In the present article, the authors conclude that for patients with FMR and ischemic heart disease indicated for coronary surgery, restrictive annuloplasty should be performed, as one year post-intervention shows significant LV reverse remodeling. However, the study design has notable gaps and raises many questions. First, this is a non-randomized study, and the groups seem non-comparable, as patients with preoperative FMR have higher morbidity and a higher EuroSCORE II compared to the “CABG only” group. Nonetheless, this did not correlate with poorer mortality outcomes. 

The criteria for performing annuloplasty remain unclear. Notably, seven patients (8%) in the CABG+RMA group with mild preoperative MR underwent reductive annuloplasty. The author justifies this as these patients had a “history of prior hospitalizations and exacerbations of their MR,” a somewhat unconvincing rationale. Was a mitral valve procedure really necessary, or could they have improved with CABG alone? Indeed, it is notable that CABG alone led to a reduction in LV end-systolic volume. This effect warrants consideration of the isolated impact of revascularization or optimized medical therapy (diuretics, neurohormonal agents) post-surgery. 

Regarding the mitral valve (MV) technique employed, the author notes that “undersizing of the valve was left to the surgeon’s discretion,” acknowledging that “the most commonly used technique was a two-size ring reduction.” Additionally, “up to 8% underwent papillary muscle approximation also based on the surgeon’s criteria.” While the outcomes are commendable (only 10% residual MR at any degree one year post-procedure is reported in the results section), the study conveys a sense of case heterogeneity and high surgical variability. It is also noteworthy that many patients underwent additional concurrent procedures, such as tricuspid annuloplasty (52%) and atrial fibrillation surgery (14.2%), which could impact overall results. Furthermore, there is a lack of information on surgical times. It would be of interest to evaluate whether the aortic cross-clamp time added by addressing the mitral valve is offset by improved functional class and/or patient survival, particularly in those with moderate FMR. 

While the authors demonstrate the effectiveness of RMA in reducing LV volumes one year post-surgery, the improvement in LVEF was not significant in the annuloplasty group, nor did it appear to impact survival. Does this justify a mitral procedure if the MR is moderate? As noted in the discussion section, previous randomized studies have shown mixed results in this regard. So, what should we do? 

Misumi et al. define a significant LV end-systolic volume index (LVESVI) reduction as equal to or greater than 27%. Among the groups, reverse remodeling was achieved in 68% of the CABG+RMA group and 38% of the “CABG only” group.

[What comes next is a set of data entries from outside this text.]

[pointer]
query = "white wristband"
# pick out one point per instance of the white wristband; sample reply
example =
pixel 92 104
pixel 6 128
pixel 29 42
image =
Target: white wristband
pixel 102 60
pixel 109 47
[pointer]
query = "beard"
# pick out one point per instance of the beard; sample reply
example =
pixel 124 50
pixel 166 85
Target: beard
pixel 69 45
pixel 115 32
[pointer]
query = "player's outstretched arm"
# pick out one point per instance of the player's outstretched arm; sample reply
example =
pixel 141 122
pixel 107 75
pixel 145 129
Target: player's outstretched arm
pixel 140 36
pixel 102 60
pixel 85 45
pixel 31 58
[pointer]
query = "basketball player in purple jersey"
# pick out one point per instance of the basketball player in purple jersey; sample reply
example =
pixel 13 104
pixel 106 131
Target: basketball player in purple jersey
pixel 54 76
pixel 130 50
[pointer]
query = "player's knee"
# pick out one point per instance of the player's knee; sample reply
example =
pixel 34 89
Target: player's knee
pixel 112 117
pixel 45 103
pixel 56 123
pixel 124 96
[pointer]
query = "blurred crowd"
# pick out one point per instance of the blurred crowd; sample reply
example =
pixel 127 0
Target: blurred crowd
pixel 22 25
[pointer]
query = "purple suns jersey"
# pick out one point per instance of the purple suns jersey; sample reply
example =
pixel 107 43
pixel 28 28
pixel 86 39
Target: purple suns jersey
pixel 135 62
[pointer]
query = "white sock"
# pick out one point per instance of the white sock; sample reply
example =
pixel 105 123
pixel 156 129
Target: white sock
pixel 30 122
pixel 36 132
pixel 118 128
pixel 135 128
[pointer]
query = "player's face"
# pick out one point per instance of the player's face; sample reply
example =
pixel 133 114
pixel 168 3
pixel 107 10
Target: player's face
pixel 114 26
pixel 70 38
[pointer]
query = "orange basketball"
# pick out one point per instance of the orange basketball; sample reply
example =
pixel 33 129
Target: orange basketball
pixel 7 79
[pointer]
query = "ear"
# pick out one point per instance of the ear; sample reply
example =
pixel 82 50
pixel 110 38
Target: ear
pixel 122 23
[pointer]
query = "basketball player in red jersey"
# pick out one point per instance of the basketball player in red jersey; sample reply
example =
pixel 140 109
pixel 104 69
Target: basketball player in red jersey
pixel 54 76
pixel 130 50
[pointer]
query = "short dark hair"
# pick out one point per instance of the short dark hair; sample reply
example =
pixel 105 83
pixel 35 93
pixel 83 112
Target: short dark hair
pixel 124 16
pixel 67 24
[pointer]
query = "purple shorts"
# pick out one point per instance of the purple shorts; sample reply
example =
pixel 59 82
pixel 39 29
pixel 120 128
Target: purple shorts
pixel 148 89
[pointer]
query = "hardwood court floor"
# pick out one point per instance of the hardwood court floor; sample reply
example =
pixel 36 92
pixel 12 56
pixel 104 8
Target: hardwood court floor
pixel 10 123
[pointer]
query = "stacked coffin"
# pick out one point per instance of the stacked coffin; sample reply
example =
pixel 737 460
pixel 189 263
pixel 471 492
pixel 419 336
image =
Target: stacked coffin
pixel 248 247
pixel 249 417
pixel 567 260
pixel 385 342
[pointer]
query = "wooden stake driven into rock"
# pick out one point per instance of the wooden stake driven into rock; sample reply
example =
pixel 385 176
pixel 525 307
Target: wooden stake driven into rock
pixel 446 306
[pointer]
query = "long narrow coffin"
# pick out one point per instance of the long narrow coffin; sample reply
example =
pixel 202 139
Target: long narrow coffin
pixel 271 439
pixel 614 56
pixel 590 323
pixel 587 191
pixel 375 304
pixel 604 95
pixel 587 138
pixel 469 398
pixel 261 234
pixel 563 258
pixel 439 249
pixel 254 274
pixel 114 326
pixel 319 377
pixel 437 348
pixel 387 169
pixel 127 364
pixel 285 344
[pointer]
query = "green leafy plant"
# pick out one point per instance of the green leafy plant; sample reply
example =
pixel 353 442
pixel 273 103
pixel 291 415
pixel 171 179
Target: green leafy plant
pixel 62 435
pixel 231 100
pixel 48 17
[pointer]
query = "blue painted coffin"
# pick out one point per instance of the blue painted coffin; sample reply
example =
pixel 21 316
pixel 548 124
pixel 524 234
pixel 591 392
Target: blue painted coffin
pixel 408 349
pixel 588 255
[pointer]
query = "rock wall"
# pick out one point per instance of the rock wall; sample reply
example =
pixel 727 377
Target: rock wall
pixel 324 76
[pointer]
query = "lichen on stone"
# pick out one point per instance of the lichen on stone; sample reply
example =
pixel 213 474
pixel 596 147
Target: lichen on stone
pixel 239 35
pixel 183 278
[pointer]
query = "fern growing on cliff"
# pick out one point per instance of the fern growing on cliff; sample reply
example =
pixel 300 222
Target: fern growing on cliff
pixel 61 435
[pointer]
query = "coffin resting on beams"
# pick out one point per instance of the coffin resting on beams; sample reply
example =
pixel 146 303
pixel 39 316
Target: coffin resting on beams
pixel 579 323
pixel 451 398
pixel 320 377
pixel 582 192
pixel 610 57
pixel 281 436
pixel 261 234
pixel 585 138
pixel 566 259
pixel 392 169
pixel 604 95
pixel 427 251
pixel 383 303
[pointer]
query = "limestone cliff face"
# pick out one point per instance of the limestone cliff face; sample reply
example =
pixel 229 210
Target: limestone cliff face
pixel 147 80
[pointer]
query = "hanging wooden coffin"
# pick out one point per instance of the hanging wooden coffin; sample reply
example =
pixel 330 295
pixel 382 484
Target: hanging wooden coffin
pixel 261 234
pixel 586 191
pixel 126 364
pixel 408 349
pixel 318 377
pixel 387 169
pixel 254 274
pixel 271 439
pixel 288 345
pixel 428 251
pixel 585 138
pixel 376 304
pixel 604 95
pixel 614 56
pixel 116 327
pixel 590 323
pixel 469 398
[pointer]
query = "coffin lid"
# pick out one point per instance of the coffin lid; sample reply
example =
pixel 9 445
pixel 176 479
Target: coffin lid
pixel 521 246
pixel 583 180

For the subgroup of patients with moderate FMR (49 patients), 63.2% achieved significant reverse remodeling, a noteworthy finding despite its limited impact on clinical variables. Why was significant reverse remodeling not achieved in the remaining cases? Was the surgical effort worthwhile? For those with severe MR, might some of these patients be better suited for mitral valve replacement? Will these results hold over time? 

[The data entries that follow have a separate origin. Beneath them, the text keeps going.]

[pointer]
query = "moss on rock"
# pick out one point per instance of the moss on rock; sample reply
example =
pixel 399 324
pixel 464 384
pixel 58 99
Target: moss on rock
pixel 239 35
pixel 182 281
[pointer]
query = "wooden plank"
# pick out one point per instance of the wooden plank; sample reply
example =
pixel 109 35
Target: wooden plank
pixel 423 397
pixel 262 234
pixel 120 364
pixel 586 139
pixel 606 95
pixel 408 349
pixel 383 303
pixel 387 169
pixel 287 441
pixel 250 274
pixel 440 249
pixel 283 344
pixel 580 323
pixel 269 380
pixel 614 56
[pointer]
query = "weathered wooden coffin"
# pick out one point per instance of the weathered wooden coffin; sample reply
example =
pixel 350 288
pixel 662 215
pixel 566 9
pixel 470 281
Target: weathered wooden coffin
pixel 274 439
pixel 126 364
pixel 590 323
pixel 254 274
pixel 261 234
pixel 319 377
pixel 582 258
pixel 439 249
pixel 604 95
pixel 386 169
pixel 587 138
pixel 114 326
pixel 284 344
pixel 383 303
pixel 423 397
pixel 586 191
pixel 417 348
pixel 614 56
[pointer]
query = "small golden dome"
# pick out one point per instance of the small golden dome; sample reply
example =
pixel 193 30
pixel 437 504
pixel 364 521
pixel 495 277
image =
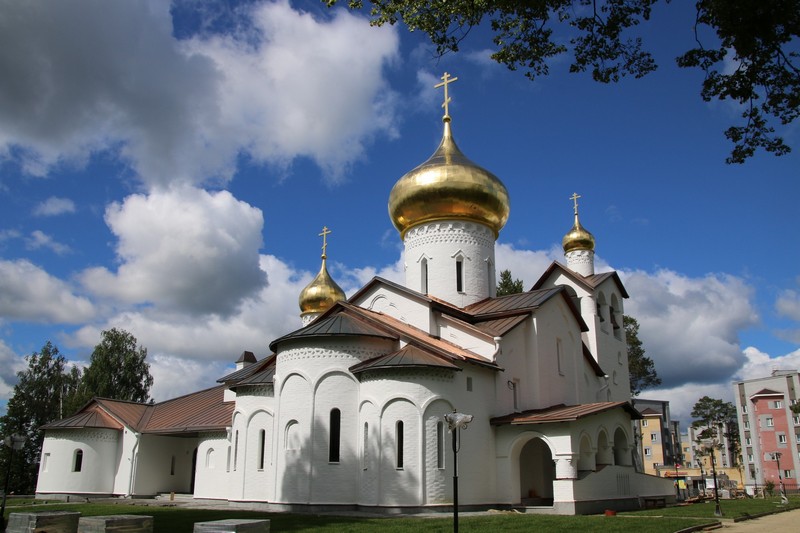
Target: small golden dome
pixel 448 186
pixel 578 238
pixel 321 294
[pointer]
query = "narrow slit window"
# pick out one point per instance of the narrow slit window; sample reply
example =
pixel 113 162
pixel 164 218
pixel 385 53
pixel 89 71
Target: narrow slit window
pixel 365 447
pixel 77 465
pixel 236 451
pixel 262 448
pixel 399 442
pixel 424 277
pixel 335 431
pixel 440 445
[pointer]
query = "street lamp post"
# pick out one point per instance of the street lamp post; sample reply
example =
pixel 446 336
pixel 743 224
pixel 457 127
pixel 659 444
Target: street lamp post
pixel 14 442
pixel 702 477
pixel 777 457
pixel 455 423
pixel 717 510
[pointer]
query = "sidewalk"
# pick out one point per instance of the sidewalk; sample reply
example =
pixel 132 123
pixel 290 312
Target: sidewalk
pixel 776 523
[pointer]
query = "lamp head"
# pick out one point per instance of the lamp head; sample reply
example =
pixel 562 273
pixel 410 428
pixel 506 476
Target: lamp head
pixel 457 420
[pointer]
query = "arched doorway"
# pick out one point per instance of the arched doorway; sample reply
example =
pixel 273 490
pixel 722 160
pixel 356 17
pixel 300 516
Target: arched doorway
pixel 194 471
pixel 537 472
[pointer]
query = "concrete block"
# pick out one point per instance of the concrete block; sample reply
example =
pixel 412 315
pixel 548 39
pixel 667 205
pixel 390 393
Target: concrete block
pixel 233 525
pixel 43 521
pixel 116 524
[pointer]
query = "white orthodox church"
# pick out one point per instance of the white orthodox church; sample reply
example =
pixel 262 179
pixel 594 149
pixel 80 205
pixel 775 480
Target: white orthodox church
pixel 348 410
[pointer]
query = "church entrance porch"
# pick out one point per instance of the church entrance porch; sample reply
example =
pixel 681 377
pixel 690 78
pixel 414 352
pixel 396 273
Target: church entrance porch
pixel 536 474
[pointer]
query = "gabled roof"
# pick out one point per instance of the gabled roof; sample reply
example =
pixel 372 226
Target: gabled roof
pixel 247 371
pixel 246 357
pixel 262 377
pixel 590 283
pixel 201 411
pixel 589 358
pixel 407 357
pixel 186 415
pixel 562 413
pixel 333 325
pixel 91 417
pixel 419 338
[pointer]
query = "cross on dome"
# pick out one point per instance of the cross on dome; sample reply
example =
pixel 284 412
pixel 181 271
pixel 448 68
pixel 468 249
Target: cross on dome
pixel 574 198
pixel 324 235
pixel 446 80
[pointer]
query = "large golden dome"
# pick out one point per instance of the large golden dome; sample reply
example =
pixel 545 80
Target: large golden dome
pixel 321 294
pixel 577 238
pixel 448 186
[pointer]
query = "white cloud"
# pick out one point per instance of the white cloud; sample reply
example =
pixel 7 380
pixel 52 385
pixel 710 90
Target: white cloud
pixel 757 364
pixel 690 326
pixel 85 76
pixel 760 364
pixel 29 293
pixel 526 265
pixel 175 341
pixel 183 249
pixel 10 364
pixel 176 376
pixel 788 304
pixel 38 239
pixel 54 206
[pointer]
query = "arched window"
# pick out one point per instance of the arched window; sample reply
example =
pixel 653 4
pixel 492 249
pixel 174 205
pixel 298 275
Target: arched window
pixel 210 458
pixel 335 432
pixel 77 463
pixel 365 448
pixel 398 438
pixel 262 448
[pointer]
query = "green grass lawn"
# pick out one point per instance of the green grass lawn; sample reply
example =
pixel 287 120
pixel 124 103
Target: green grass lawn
pixel 181 519
pixel 730 508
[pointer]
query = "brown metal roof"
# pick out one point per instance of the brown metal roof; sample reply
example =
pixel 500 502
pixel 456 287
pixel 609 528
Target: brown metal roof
pixel 407 357
pixel 417 337
pixel 337 324
pixel 91 417
pixel 590 282
pixel 246 357
pixel 200 411
pixel 247 371
pixel 205 410
pixel 265 376
pixel 501 326
pixel 523 301
pixel 129 413
pixel 562 413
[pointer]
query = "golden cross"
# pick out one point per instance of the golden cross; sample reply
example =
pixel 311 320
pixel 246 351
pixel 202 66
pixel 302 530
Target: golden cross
pixel 574 198
pixel 324 235
pixel 446 79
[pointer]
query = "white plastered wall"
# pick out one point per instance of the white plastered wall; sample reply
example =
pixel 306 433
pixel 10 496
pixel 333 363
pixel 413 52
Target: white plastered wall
pixel 435 247
pixel 212 478
pixel 100 456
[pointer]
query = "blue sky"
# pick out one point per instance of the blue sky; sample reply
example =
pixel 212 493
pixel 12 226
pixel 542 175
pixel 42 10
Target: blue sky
pixel 167 170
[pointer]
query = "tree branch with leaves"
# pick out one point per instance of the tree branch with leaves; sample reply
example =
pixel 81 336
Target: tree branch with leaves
pixel 758 38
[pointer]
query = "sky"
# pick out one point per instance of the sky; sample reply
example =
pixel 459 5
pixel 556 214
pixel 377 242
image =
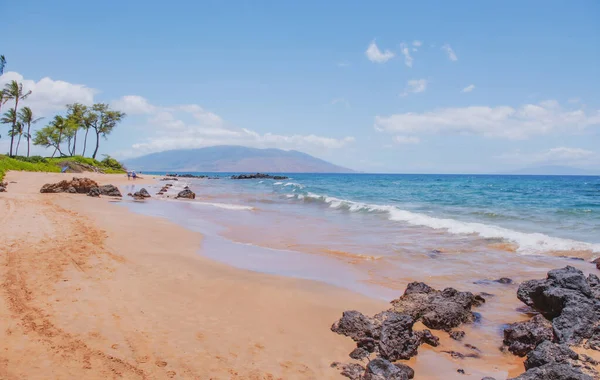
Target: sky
pixel 382 86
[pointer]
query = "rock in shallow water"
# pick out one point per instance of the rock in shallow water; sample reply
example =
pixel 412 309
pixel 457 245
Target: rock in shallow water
pixel 522 337
pixel 568 299
pixel 438 310
pixel 76 185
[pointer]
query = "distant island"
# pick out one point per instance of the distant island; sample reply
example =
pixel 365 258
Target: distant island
pixel 554 170
pixel 233 159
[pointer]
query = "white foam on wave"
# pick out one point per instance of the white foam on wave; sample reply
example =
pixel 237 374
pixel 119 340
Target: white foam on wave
pixel 227 206
pixel 529 243
pixel 294 184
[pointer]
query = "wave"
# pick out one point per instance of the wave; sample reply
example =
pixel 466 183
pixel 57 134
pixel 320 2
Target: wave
pixel 528 243
pixel 226 206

The authors openly acknowledge the limitations of their study, an honesty we appreciate. They consider the sample size small and note the need for a prospective, randomized study. It is unfortunate that LV volumes were not evaluated with additional imaging modalities, such 08as cardiac MRI, one year post-procedure. Misumi et al. leave many questions unanswered, and I fear the debate remains open. 

REFERENCE: 

Misumi Y, Kainuma S, Toda K, Miyagawa S, Yoshioka D, Hirayama A, et al; with the Osaka Cardiovascular Surgery Research study group. Restrictive annuloplasty on remodeling and survival in patients with end-stage ischemic cardiomyopathy. J Thorac Cardiovasc Surg. 2024 Mar;167(3):1008-1019.e2. doi: 10.1016/j.jtcvs.2022.04.049.